使用 stargazer 分析包含时间序列的数据框
Analysing a data frame that contains a time series using stargazer
我有一个 面板数据集,包含 10 个 obs。和 3 个变量。
(# of obs.30 = 10 行(= 国家)* 2 列(= 迁移参数)* 1col 对应的年份。
我的数据框由 3 个年度数据框组成,可以这么说。
考虑到它是面板数据集(因此最大 N=10),我如何在整个时间段应用 stargazer?也就是说,R 应该在每 11 行之后重新开始。我想要漂亮的 table 用于描述性统计
前三年的数据集:
structure(list(Population = c(21759420, 8696916, 1946351, 14689726,
8212264, 491723, 18907008, 4345386, 11133861, 657229, 22549547,
8944706, 1979882, 15141099, 8489031, 496963, 19432541, 4404230,
11502786, 673252, 23369131, 9199259, 2014866, 15605217, 8766930,
502384, 19970495, 4448525, 11887202, 689692), Distance..km. = c(7243L,
4290L, 9500L, 3789L, 6452L, 2211L, 4667L, 5036L, 4047L, 9140L,
7243L, 4290L, 9500L, 3789L, 6452L, 2211L, 4667L, 5036L, 4047L,
9140L, 7243L, 4290L, 9500L, 3789L, 6452L, 2211L, 4667L, 5036L,
4047L, 9140L), year = c(2008, 2008, 2008, 2008, 2008, 2008, 2008,
2008, 2008, 2008, 2009, 2009, 2009, 2009, 2009, 2009, 2009, 2009,
2009, 2009, 2010, 2010, 2010, 2010, 2010, 2010, 2010, 2010, 2010,
2010)), .Names = c("Population", "Distance..km.", "year"), row.names = c(1L,
2L, 3L, 4L, 5L, 6L, 7L, 8L, 9L, 10L, 50L, 51L, 52L, 53L, 54L,
55L, 56L, 57L, 58L, 59L, 99L, 100L, 101L, 102L, 103L, 104L, 105L,
106L, 107L, 108L), class = "data.frame")
我仍然从 N=30 得到描述性统计数据,但它应该 N=10,因为我正在寻找整个三年期间的描述性统计数据,并且每个年度数据框都需要被视为孤立的.
希望我能全面地表达问题
您可以使用 split
+ lapply
来自基础 R:
library(stargazer)
lapply(split(df, df$year), stargazer, type = "text")
或by
:
by(df, df$year, stargazer, type = 'text')
结果:
===============================================================
Statistic N Mean St.

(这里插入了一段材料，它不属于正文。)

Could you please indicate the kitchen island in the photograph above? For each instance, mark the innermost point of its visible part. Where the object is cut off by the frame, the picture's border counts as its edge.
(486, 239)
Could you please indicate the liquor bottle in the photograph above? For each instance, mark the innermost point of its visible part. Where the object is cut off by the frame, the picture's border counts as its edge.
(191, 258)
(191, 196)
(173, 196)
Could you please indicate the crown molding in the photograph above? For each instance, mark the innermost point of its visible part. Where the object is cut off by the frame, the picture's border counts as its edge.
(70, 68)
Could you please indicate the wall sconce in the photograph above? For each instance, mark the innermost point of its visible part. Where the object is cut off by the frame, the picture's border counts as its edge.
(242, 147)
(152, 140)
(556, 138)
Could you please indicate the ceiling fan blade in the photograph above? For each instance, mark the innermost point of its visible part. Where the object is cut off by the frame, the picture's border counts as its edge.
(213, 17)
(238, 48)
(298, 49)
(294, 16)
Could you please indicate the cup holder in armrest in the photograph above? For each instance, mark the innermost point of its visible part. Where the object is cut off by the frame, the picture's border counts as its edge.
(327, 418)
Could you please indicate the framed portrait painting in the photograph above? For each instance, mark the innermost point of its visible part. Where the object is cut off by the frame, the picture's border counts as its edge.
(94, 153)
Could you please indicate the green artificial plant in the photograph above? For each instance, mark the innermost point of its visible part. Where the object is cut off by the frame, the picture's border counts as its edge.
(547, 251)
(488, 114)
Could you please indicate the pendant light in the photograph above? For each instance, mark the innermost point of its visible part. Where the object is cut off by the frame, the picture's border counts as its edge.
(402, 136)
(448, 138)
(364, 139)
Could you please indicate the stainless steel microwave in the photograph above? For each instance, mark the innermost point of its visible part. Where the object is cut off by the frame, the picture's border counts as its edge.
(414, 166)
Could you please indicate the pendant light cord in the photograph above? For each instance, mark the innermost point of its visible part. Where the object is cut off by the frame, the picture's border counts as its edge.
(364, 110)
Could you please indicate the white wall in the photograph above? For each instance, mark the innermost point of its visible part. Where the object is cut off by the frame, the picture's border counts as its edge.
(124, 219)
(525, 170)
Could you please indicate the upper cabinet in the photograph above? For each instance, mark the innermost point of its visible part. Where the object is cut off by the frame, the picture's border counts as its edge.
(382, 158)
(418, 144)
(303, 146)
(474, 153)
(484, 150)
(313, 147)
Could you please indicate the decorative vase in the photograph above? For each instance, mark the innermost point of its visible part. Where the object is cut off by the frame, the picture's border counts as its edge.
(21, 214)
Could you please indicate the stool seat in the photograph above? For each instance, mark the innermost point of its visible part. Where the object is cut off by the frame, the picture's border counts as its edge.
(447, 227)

Dev. Min Max
---------------------------------------------------------------
Population 10 9,083,988.000 7,541,970.000 491,723 21,759,420
Distance..km. 10 5,637.500 2,385.941 2,211 9,500
year 10 2,008.000 0.000 2,008 2,008
---------------------------------------------------------------
===============================================================
Statistic N Mean St. Dev. Min Max
---------------------------------------------------------------
Population 10 9,361,404.000 7,798,880.000 496,963 22,549,547
Distance..km. 10 5,637.500 2,385.941 2,211 9,500
year 10 2,009.000 0.000 2,009 2,009
---------------------------------------------------------------
===============================================================
Statistic N Mean St. Dev. Min Max
---------------------------------------------------------------
Population 10 9,645,370.000 8,065,676.000 502,384 23,369,131
Distance..km. 10 5,637.500 2,385.941 2,211 9,500
year 10 2,010.000 0.000 2,010 2,010
---------------------------------------------------------------
df$year: 2008
[1] ""
[2] "==============================================================="
[3] "Statistic N Mean St. Dev. Min Max "
[4] "---------------------------------------------------------------"
[5] "Population 10 9,083,988.000 7,541,970.000 491,723 21,759,420"
[6] "Distance..km. 10 5,637.500 2,385.941 2,211 9,500 "
[7] "year 10 2,008.000 0.000 2,008 2,008 "
[8] "---------------------------------------------------------------"
--------------------------------------------------------------------------
df$year: 2009
[1] ""
[2] "==============================================================="
[3] "Statistic N Mean St. Dev. Min Max "
[4] "---------------------------------------------------------------"
[5] "Population 10 9,361,404.000 7,798,880.000 496,963 22,549,547"
[6] "Distance..km. 10 5,637.500 2,385.941 2,211 9,500 "
[7] "year 10 2,009.000 0.000 2,009 2,009 "
[8] "---------------------------------------------------------------"
--------------------------------------------------------------------------
df$year: 2010
[1] ""
[2] "==============================================================="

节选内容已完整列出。